Data are often transformed before analysis. This can be as simple as normalizing or reshaping the data, or more pervasive such as done here. Each transformation needs validation. The data in this dashboard were collapsed into a single summary row for each unique combination of State, Gender, Education, and Question. Each new row summarizes the original data by saving the number of responses which were pooled together and the mean of the pooled responses.ExtractMess

As shown in the chart right, this process loses individual data. The distortion of the data becomes more pronounced as the group size increases. The left table below presents the aggregated data from Minnesota for the question “Do you use Cloth Napkins/Towels”. Row 7 is a single row representing the 4 Females with a Bachelors degree in Minnesota. The position of this group on the chart is marked with a pointer.  All we know is that there were four of them and that their answers on the cloth napkin question summed to 11 which gives a mean response of 2.75. The right hand  table below shows the seven possible combinations of the responses (numbers 1-5) which sum to 11. Any one of these could be the original data for record 7. Each of the Minnesota Female BAs are now reported as having a response of 2.75 which is not a valid response on the survey form. If the individual data were available and plotted on the chart above every point would be on one of the integer y-axis lines.

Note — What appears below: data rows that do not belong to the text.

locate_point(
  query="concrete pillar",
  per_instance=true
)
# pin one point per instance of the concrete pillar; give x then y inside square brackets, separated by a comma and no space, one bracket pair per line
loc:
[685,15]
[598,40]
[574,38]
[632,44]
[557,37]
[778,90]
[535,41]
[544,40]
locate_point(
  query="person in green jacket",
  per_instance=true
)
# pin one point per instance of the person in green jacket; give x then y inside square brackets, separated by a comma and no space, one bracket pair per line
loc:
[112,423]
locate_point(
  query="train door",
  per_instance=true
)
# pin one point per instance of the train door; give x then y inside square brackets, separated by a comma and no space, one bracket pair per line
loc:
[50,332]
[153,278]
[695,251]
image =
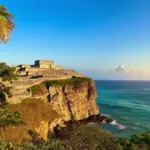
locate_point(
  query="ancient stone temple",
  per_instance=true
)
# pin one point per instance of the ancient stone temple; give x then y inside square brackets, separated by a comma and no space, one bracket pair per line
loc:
[44,64]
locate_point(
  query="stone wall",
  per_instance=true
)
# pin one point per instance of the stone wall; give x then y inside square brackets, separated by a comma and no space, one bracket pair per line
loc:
[43,64]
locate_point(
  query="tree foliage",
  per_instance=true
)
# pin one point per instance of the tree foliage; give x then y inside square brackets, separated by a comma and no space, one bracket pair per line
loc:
[6,72]
[6,24]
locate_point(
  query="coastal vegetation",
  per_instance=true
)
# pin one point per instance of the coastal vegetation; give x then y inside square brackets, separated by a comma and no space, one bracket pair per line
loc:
[83,137]
[7,73]
[6,24]
[73,81]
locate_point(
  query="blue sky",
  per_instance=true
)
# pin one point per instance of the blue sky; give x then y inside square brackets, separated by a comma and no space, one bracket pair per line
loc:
[105,39]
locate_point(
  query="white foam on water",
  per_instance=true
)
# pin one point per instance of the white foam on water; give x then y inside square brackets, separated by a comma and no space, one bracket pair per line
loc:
[107,115]
[119,126]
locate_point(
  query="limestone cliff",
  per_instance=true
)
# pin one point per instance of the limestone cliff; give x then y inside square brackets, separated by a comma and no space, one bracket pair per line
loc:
[52,103]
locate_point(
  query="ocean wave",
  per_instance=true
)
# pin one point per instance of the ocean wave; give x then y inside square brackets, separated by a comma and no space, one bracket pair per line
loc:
[119,126]
[127,105]
[107,115]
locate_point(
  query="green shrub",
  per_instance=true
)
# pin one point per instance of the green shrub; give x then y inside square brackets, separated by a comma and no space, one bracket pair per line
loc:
[7,73]
[73,81]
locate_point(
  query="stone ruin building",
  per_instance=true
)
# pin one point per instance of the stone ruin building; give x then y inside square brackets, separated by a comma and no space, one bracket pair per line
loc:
[47,69]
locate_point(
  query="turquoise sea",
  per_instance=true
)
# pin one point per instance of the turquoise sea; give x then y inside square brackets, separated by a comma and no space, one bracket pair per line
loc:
[128,103]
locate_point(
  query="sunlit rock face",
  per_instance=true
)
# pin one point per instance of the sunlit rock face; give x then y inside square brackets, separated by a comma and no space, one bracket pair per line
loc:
[51,103]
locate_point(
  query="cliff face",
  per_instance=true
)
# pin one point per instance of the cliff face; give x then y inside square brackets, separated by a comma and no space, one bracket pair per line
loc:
[74,102]
[71,99]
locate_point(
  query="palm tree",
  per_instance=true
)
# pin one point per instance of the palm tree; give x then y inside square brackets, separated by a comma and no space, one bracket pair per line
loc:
[6,24]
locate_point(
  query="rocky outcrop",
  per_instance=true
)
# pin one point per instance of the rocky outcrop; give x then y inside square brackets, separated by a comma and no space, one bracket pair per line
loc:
[74,102]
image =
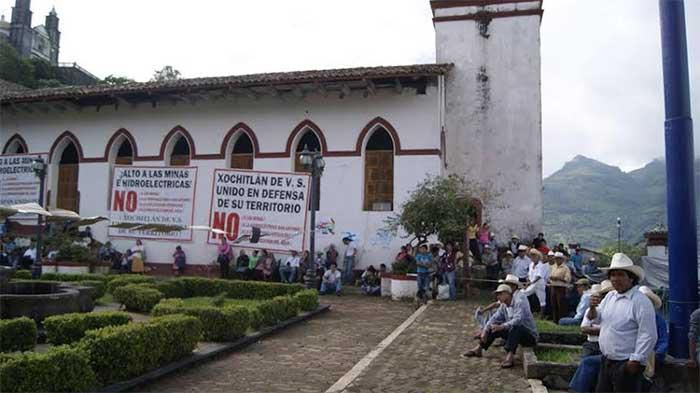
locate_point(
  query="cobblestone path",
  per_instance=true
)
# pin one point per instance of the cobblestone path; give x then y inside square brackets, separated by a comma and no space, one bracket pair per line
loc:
[308,357]
[426,358]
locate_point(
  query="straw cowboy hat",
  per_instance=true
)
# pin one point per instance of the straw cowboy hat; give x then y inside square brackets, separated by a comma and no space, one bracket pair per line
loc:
[511,279]
[621,261]
[656,300]
[503,288]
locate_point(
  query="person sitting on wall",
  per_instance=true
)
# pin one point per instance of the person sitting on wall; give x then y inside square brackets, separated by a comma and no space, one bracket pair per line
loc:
[179,261]
[242,265]
[331,282]
[582,286]
[371,283]
[513,321]
[288,271]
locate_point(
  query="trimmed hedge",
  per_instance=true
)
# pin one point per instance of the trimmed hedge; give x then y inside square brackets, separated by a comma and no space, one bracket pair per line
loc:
[137,297]
[61,369]
[100,287]
[22,275]
[118,353]
[69,328]
[127,280]
[219,323]
[76,277]
[17,334]
[306,300]
[199,286]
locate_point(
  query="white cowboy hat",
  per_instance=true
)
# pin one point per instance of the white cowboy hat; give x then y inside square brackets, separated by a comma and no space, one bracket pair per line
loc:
[503,288]
[511,279]
[621,261]
[655,299]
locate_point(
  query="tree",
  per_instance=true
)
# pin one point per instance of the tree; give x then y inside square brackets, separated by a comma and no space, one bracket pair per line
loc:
[114,80]
[439,206]
[168,73]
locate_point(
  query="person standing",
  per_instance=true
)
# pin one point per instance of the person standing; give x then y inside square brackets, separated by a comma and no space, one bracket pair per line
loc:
[349,260]
[521,264]
[225,254]
[138,258]
[179,261]
[627,328]
[559,279]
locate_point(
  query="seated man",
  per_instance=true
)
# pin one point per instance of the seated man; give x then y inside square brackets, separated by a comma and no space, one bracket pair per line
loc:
[331,281]
[513,321]
[582,289]
[371,283]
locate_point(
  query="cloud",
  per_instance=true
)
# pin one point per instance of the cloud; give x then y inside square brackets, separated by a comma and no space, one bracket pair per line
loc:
[601,69]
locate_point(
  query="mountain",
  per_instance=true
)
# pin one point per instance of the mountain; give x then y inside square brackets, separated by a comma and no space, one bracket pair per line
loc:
[584,198]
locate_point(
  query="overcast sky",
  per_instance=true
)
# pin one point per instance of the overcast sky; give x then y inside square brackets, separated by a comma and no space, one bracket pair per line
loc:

Record Gender Education Group size Mean
1 Male High school graduate 3 4.00
2 Male Some college, no degree 1 3.00
3 Male Bachelors degree 2 3.50
4 Male Masters, JD, MD or PhD 1 1.00
5 Female Some college, no degree 1 2.00
6 Female Associates degree 1 1.00
7 Female Bachelors degree 4 2.75
8 Female Masters, JD, MD or PhD 1 2.00
Which row is the original? Valid responses for record 7 in table left
1 1 1 4 5
2 1 2 3 5
3 1 2 4 4
4 1 3 3 4
5 2 2 2 5
6 2 2 3 4
7 2 3 3 3
The transformation clearly invalidates the entire study.